By that same token, “a district court generally should not entertain new grounds for relief or additional legal arguments not presented to the magistrate.” Ortiz v. Barkley, 558 F.Supp.2d 444, 451 (S.D.N.Y. 2008). Consideration of new arguments is “disfavored absent a ‘most compelling reason' for the failure to present” the arguments in the first instance. In re Consol. RNC Cases, No. 127, 2009 WL 130178, at *10 (S.D.N.Y. Jan. 8, 2009) (quoting Housing Works, Inc. v. Turner, 362 F.Supp.2d 434, 439 (S.D.N.Y. 2005)). Review of new grounds for relief or new legal arguments not raised before the magistrate judge “would reduce the magistrate's work to something akin to a meaningless dress rehearsal.” Michalow v. E. Coast Restoration & Consulting Corp., No. 09 Civ. 5475, 2018 WL 1559762, at *6 (E.D.N.Y. Mar. 31, 2018) (quoting RNC Cases, 2009 WL 130178, at *10).

III. DISCUSSION

A. SHI'S OBJECTIONS

Shi raises several arguments not presented to Magistrate Judge Freeman. In particular, Shi contends for the first time in his objections that: (1) Baliga did not assert his federal securities claims on a derivative basis, (see Shi Obj. at 912); (2) Baliga lacked standing to bring a derivative securities claim under Rule 23.1 of the Federal Rules of Civil Procedure, (see id. at 21-26); (3) Baliga's federal securities claims could not show a substantial likelihood of success where they were dismissed for failure to plead his purchases, (see id. at 26-29); and (4) Shi's removal as a director was null and void, (see id. at 34-25). Shi fails to present any reason, let alone a “most compelling” reason, for why he did not raise these arguments before Magistrate Judge Freeman. Therefore, it is inappropriate for the Court to consider these arguments as grounds for setting aside Magistrate Judge Freeman's findings. See Michalow, 2018 WL 1559762, at *6; RNC Cases, 2009 WL 130178, at *10.

Shi advances three additional objections that merely rehash arguments that Magistrate Judge Freeman rejected. Specifically, Shi argues that (1) Baliga lacked Article III standing to assert his derivative securities claims in the Complaint, (see Dkt. No. 272 at 3-4 (submission before Baliga R&R); Shi Obj . at 12-14); (2) Baliga lacked “derivative standing” to bring his derivative securities claims in the Complaint, (see Dkt. No. 272 at 1-6 (submission before Baliga R&R); Shi Obj. at 14-21); and (3) the Receiver's authority should be void ab initio and the Receiver's actions should be unwound, (see Dkt. No. 254 at 1-3 (submission before Baliga R&R); Shi Obj. at 31-34).

As to Shi's objections regarding Baliga's standing, the Court agrees with Magistrate Judge Freeman's thorough reasoning that Baliga had standing to bring his derivative securities claims, and that the Court therefore possessed subject matter jurisdiction over this matter.
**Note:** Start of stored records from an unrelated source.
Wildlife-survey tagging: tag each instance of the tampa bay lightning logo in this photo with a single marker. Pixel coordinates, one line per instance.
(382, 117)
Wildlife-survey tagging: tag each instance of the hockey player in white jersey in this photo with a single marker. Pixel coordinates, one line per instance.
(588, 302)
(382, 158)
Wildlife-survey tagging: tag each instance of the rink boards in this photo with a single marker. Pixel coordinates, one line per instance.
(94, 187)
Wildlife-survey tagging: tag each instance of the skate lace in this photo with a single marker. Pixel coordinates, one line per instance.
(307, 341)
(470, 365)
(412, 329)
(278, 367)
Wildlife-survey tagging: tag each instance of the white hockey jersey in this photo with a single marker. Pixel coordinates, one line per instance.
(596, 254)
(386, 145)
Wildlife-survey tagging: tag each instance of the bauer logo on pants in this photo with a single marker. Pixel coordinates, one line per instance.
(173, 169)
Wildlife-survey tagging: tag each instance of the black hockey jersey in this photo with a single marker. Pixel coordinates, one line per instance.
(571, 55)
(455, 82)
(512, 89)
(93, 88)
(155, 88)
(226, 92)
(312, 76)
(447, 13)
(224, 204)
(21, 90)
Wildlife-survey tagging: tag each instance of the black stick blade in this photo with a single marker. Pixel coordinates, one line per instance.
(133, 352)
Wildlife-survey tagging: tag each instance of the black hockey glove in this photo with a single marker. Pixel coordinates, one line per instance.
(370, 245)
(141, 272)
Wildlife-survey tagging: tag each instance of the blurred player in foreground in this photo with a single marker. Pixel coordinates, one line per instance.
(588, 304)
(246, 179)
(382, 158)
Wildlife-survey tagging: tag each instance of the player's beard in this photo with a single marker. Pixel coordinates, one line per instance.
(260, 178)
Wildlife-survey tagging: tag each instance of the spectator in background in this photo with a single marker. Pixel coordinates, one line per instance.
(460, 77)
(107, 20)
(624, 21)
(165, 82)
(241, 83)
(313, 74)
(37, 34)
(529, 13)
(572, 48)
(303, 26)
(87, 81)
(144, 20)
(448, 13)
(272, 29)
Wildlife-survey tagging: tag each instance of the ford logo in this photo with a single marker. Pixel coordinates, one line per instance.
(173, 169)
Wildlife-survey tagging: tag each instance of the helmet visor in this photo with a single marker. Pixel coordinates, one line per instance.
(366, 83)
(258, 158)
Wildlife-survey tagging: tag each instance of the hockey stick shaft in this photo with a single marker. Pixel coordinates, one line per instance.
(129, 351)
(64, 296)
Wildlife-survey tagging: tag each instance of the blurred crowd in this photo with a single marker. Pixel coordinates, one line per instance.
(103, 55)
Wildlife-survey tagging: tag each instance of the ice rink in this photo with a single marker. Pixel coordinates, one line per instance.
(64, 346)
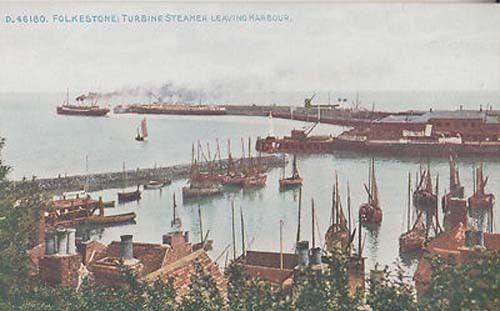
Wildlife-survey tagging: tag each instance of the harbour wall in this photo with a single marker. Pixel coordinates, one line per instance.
(131, 178)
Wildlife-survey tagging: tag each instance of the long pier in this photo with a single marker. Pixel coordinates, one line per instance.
(139, 176)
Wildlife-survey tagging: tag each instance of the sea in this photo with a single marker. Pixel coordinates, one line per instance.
(43, 144)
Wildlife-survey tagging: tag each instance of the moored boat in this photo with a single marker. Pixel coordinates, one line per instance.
(371, 212)
(110, 219)
(480, 199)
(129, 196)
(293, 181)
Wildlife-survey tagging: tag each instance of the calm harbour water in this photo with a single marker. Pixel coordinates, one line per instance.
(41, 143)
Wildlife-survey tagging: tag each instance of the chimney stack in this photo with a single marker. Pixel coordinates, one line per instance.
(50, 243)
(126, 247)
(474, 238)
(62, 242)
(315, 256)
(302, 251)
(71, 233)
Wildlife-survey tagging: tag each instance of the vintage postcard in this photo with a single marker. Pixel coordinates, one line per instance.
(249, 155)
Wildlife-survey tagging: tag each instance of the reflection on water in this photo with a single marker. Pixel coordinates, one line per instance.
(170, 143)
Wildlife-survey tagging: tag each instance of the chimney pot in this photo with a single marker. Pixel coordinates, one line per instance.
(315, 256)
(50, 243)
(302, 251)
(126, 247)
(71, 249)
(474, 238)
(62, 241)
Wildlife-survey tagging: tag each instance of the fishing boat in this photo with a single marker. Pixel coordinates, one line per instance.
(176, 222)
(142, 131)
(154, 184)
(480, 199)
(423, 196)
(293, 181)
(82, 109)
(371, 212)
(338, 237)
(110, 219)
(254, 181)
(414, 238)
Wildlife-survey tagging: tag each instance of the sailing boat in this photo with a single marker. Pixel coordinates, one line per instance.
(480, 199)
(176, 221)
(142, 131)
(337, 236)
(423, 197)
(128, 196)
(293, 181)
(371, 212)
(413, 239)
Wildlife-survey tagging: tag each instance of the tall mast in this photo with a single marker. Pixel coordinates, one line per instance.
(312, 223)
(349, 207)
(242, 232)
(299, 216)
(201, 224)
(234, 236)
(281, 244)
(409, 206)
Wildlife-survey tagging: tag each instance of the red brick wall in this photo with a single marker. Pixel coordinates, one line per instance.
(60, 270)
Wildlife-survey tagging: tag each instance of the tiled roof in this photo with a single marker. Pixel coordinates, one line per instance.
(181, 270)
(150, 255)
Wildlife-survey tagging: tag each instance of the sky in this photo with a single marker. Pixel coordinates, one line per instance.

See Baliga R&R, 2022 WL 2531535, at *11-14. Furthermore, Magistrate Judge Freeman properly found that since the Court possessed subject matter jurisdiction over Baliga's derivative securities claims, the Receivership Order should not be vacated ab initio. See id. at *14. For the reasons stated in the Baliga R&R, the Court is unpersuaded by Shi's rehashed arguments, and concludes that Magistrate Judge Freeman's findings were not clearly erroneous.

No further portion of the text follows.